Una regione regno di privilegi, di arretratezza e ultimo baluardo di quello che è stato definito socialismo municipale: in Sicilia un cittadino ogni 25 (compresi vecchi e bambini) prende soldi a vario titolo dalla regione. Che è solo un aspetto di un apparato pubblico elefantiaco. Il dato, reso noto dal procuratore generale d'appello della Corte dei conti siciliana Giovanni Coppola, è solo parziale ma comunque interessante: alla regione lavorano 20.288 persone (costato nel 2011 poco più di un miliardo di euro) di cui 17.218 a tempo indeterminato e 3.070 a tempo determinato mentre il totale complessivo del personale addetto alla sanità al 31 dicembre del 2011 è di 50.034 unità.

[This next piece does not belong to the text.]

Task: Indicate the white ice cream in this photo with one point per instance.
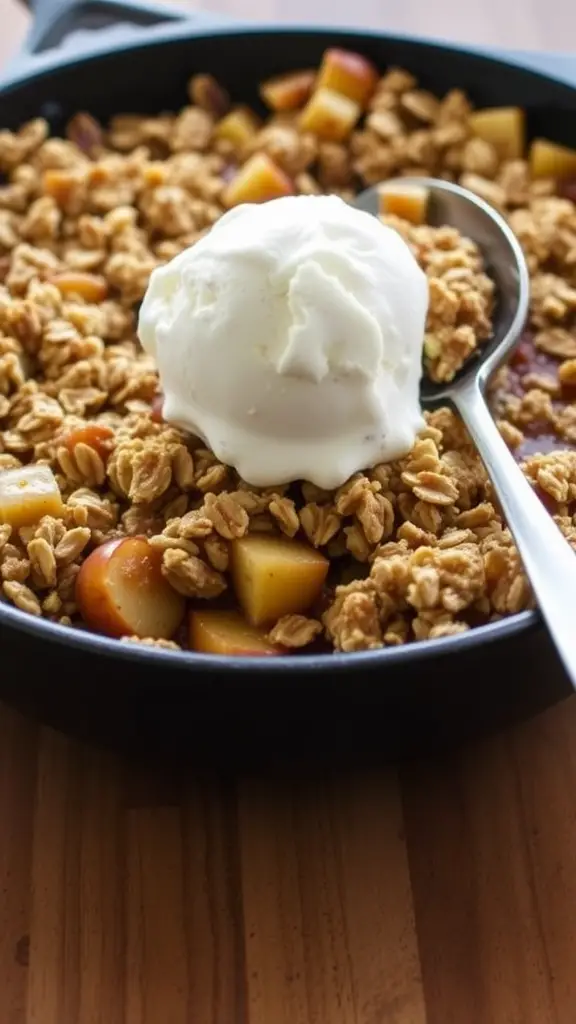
(290, 338)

In totale, considerando solo questi due dati, si arriva a 70mila persone cui si possono benissimo aggiungere i 19mila precari degli enti locali in cerca di stabilizzazione, i lavoratori forestali, i dipendenti della formazione professionale, quelli delle società per azioni (che però sono a totale controllo dei comuni), i dipendenti diretti di comuni e province (i cui trasferimenti sono iscritti nel bilancio regionale) si arriva a poco più di 190mila persone che a vario titolo percepiscono risorse che transitano dal bilancio regionale.

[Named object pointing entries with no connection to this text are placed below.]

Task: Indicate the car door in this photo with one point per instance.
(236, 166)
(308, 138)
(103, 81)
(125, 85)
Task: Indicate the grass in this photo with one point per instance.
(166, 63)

In pratica se si considera il totale dei cittadini, ogni 25 abitanti ce n'è almeno uno che a vario titolo prende soldi dalla Regione e se invece si considera solo la fascia dei cittadini in età di lavoro (che in Sicilia francamente si può benissimo mediamente fissare tra i 18 e i 60 anni) ogni 15 persone mediamente ce n'è una che prende fondi dalla Regione. E non vengono considerati in questo calcolo, fatto prendendo solo spunto dalla relazione di Coppola, i 16.098 pensionati della Regione siciliana di cui 998 andati in pensione grazie alla legge 104/1992 ovvero, dice il procuratore generale della sezione siciliana della Corte dei conti, «gli ultimi cosiddetti baby pensionati che potevano ottenere la pensione con 25 anni di servizio ove accudissero un parente gravemente disabile».

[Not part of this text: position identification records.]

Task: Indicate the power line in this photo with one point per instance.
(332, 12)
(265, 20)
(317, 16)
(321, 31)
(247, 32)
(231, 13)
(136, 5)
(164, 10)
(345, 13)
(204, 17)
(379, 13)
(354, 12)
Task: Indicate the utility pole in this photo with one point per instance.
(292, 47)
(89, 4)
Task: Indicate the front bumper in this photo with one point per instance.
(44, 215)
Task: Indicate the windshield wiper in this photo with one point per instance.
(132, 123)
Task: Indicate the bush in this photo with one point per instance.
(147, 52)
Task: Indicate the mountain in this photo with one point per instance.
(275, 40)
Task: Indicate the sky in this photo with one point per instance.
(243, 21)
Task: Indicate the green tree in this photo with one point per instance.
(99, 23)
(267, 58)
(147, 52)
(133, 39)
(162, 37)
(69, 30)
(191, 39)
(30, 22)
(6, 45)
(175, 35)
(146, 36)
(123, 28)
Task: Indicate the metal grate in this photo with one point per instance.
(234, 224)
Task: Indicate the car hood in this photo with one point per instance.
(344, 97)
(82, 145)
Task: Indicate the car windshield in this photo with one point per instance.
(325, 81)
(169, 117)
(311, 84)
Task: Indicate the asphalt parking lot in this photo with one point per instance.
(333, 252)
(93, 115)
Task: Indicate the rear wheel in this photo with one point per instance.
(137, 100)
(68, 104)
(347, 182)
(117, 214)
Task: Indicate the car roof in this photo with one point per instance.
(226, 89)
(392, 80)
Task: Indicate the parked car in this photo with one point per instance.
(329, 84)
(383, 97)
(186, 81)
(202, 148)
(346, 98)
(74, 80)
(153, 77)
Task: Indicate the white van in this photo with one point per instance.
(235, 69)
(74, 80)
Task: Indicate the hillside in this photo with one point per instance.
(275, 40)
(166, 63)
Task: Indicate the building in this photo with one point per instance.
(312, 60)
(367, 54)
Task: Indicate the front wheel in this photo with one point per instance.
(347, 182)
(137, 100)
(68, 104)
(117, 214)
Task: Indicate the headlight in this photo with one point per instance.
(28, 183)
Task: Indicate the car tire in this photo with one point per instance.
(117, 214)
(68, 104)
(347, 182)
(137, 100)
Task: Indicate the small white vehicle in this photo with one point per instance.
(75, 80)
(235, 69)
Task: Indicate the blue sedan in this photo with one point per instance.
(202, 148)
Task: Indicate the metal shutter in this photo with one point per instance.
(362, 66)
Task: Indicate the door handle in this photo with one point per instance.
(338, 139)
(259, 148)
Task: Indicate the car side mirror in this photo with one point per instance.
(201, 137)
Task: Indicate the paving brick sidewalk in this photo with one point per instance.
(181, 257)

Altro dato su cui ha posto l'attenzione Coppola è quello che riguarda il sistema delle società partecipate dalla regione: «Al 31 dicembre dell'anno scorso – dice – erano 34 ma attraverso un sistema simile alle scatole cinesi alcune di queste società detengono partecipazioni in altre società per l'esattezza 20: di conseguenza la partecipazione azionaria della regione concerne di fatto ben 54 società. Delle predette 34 società direttamente partecipate ben 21 hanno chiuso in perdita l'ultimo bilancio d'esercizio comunicato. È stata prevista la riduzione a 14 delle società partecipate ma tale riduzione e, quindi, la dismissione delle altre società non risulta ancora attuata». Tutto ciò mentre si registra inefficienza e paralisi in interi settori. Come quello delle opere pubbliche: dei 1.254 appalti aggiudicati nel 2005 solo 605 risultano collaudati al 31 dicembre 2011 mentre se si fa riferimento ai 1.047 appalti aggiudicati nel 2006 solo 448 risultavano collaudati al 31 dicembre dell'anno scorso.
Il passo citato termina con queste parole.